Why would a brand introduce a new product line? You’d expect the answer to be short and simple: to make money. But the truth of the matter is that the answer to this question is rarely straightforward.
If done in the spirit of innovation, the new venture requires investment into research and development, head count, and marketing budget—and even then, returns are not guaranteed. This question becomes even more acute when the product in question is mechanical timepieces, because, let’s be honest, the demand is niche.
But in an odd, slightly parochial way, it is that exclusivity that makes mechanical timepieces so appealing. It also explains Leica’s decision to launch a new line of watches earlier this year. The high-end camera maker still hand-makes its products in its manufacture in Germany. It focuses on craftsmanship, exclusivity and emotion–adjectives that could very well describe some of the most renowned haute horlogerie brands.

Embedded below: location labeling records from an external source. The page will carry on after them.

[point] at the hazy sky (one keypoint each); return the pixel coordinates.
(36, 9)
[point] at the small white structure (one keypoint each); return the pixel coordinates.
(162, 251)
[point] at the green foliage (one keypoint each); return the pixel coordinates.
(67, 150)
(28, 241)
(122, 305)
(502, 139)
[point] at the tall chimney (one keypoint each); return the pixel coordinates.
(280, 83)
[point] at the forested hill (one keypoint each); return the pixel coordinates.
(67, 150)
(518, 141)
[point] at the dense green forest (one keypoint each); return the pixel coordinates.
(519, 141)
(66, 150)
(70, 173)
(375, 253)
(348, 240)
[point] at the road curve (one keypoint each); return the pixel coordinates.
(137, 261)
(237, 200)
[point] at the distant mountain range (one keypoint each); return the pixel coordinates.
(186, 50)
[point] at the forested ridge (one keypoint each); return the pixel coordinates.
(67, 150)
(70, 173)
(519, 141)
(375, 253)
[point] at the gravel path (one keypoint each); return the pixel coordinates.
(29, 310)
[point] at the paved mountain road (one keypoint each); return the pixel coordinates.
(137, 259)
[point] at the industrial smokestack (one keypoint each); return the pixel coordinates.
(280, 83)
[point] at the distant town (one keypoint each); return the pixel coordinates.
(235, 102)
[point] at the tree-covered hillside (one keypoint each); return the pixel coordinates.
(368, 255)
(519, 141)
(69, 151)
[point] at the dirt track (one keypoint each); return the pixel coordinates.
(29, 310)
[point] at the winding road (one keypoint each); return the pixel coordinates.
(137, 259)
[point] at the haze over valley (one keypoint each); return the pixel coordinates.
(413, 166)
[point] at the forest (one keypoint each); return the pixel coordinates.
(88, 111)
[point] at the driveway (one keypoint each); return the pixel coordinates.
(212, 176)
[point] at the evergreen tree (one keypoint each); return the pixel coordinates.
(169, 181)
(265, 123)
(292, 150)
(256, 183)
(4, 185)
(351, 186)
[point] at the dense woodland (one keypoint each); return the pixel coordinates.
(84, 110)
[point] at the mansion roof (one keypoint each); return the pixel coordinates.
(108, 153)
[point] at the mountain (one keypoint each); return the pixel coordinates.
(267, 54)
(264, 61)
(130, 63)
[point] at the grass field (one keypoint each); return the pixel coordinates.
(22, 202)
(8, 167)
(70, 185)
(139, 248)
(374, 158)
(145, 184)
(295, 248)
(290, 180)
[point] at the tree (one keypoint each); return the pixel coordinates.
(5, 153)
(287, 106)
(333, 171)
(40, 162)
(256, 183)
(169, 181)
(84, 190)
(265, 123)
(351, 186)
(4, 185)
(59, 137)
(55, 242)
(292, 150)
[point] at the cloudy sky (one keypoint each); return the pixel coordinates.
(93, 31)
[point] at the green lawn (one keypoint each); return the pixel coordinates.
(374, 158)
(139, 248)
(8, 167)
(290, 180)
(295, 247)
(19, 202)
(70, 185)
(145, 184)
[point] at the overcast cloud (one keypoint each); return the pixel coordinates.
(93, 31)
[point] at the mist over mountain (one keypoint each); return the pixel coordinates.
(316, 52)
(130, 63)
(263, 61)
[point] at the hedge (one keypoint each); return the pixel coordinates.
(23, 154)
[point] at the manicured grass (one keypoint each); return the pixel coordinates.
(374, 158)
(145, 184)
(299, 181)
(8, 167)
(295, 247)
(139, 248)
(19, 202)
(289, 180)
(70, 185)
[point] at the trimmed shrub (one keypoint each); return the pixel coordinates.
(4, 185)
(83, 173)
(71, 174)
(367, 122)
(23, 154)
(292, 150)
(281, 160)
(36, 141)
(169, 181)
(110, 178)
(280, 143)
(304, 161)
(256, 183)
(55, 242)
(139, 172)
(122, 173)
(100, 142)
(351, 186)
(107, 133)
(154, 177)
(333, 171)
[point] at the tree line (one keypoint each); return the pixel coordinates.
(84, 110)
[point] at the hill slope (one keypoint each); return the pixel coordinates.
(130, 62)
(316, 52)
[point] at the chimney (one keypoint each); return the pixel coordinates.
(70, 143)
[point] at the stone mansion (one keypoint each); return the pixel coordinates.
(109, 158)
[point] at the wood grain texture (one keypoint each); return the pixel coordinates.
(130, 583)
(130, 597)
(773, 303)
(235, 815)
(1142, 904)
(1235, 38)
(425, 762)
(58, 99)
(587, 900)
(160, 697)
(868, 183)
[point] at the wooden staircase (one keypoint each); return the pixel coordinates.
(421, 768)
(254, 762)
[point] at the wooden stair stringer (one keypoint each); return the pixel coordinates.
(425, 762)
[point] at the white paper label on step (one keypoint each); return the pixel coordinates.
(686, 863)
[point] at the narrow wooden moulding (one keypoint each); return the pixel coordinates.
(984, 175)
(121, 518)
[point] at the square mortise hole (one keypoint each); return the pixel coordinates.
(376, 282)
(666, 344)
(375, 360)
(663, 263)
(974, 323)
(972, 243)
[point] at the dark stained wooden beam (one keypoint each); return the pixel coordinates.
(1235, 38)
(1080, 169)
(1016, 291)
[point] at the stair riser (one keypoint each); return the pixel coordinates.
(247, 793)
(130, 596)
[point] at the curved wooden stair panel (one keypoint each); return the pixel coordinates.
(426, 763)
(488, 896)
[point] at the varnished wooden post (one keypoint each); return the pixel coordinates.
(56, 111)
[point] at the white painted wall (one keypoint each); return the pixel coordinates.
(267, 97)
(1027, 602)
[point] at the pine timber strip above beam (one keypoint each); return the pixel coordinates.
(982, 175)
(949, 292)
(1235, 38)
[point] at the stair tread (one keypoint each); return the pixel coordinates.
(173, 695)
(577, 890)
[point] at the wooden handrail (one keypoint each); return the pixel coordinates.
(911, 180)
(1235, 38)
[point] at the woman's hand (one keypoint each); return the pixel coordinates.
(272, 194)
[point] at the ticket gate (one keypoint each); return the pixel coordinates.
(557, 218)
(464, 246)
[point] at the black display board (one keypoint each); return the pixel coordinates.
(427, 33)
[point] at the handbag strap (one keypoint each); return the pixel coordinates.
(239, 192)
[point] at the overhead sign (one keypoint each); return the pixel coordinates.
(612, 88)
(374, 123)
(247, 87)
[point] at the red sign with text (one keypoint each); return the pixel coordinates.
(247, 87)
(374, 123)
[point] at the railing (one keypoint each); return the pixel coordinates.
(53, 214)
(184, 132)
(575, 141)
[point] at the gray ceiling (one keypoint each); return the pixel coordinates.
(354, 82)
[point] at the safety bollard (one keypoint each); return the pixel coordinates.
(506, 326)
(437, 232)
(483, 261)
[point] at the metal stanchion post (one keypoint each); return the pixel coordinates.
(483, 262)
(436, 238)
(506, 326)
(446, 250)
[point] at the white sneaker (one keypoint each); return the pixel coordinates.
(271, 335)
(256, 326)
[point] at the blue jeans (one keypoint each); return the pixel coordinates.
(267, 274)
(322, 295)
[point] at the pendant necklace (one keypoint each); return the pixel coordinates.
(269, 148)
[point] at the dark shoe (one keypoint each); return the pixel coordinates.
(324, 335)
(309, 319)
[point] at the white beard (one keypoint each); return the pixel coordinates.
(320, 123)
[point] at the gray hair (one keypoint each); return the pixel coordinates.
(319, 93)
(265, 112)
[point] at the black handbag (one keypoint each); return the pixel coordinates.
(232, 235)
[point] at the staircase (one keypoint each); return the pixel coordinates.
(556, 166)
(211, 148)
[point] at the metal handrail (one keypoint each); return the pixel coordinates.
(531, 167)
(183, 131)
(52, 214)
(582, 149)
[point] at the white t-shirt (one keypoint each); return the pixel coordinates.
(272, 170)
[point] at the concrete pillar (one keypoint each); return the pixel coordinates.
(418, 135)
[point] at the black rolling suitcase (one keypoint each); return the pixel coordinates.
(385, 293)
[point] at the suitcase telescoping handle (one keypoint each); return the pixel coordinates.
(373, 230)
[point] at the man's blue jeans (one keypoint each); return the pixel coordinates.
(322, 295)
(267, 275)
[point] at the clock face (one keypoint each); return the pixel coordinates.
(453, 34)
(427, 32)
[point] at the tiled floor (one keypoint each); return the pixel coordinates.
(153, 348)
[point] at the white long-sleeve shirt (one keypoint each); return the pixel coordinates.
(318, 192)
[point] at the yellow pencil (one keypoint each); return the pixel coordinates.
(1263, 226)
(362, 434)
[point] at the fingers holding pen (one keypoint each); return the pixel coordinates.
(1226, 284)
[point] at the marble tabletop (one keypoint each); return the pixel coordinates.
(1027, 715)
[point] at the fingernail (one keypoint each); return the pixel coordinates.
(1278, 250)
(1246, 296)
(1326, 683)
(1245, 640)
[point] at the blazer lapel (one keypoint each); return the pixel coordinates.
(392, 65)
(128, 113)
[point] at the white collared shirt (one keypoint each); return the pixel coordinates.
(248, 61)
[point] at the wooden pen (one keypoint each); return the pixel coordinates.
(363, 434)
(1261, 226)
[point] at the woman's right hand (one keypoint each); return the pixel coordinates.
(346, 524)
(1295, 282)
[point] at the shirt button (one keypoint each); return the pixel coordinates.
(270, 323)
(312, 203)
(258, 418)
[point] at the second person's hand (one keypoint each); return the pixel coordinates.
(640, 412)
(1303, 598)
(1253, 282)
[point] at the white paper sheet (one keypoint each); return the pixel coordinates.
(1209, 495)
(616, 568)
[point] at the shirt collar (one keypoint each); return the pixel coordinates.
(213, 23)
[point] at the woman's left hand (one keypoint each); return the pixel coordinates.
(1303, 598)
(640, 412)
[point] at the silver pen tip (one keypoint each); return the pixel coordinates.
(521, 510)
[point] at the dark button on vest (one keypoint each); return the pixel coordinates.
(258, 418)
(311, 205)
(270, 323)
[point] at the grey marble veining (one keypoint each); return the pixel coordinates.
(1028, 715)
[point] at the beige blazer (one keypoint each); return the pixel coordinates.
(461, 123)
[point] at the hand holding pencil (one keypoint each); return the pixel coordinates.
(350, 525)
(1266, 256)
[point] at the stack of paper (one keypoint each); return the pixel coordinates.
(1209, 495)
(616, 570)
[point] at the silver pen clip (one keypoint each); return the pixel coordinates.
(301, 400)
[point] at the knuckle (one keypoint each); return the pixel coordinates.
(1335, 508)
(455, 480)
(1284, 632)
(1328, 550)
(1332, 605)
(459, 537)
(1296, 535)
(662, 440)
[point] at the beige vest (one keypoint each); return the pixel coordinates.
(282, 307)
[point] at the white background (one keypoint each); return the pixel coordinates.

In fact, Leica does not see itself as just a camera maker. It has built up a community of photographers who can share their works at the Leica galleries, or over coffee at the Leitz cafe. While having a Leica slung on their shoulders is akin to a tribal mark, having a Leica watch on their wrist reinforces the sense of community—at least, that’s what the brand hopes to achieve.
Thankfully, the brand’s decision was not a pure marketing effort that resulted in buying an ETA movement, and slapping on the Leica logo on the dial. When Leica launched the third wave of its Leitz Park campus in June this year, it also opened the Ernst Leitz Werkstätten, a watch manufacture where timepieces are designed and assembled.
So far, two limited edition collections have been launched: the L1 and L2, which are wholly made in Germany. The movements have been developed in conjunction with Lehmann Präzision GmbH, a German production company that specialises in precision manufacturing for the optical and watchmaking industries.
Thus, the components that have been used within the timepiece are of top-notch quality, and this can be evinced by the open caseback used for both the L1 and L2. The sapphire caseback affords a view of the beautifully polished and finished movement, a decision that allows wearers to truly gauge the high level of quality that the timepiece vaunts.
There are many design elements that are uniquely Leica and are evocative of its photographic legacy, as the watches were conceptualised by Professor Achim Heine, who oversees the designs of the cameras. For instance, the sapphire glass is cambered to imitate the camera lens. The crown—that oft-neglected child—is where the magic happens. The push-piece needs to be activated to put the crown in time-setting mode, an action reminiscent to the changing a camera setting.
Both the Leica L1 and L2 are manual-winding, measure 41mm, and feature a small seconds sub-dial; date window; power reserve indicator and a crown status indicator. The L2 features an additional module that operates the second time zone display. Both are available in stainless steel, and the L2 comes in an additional snazzy rose gold case.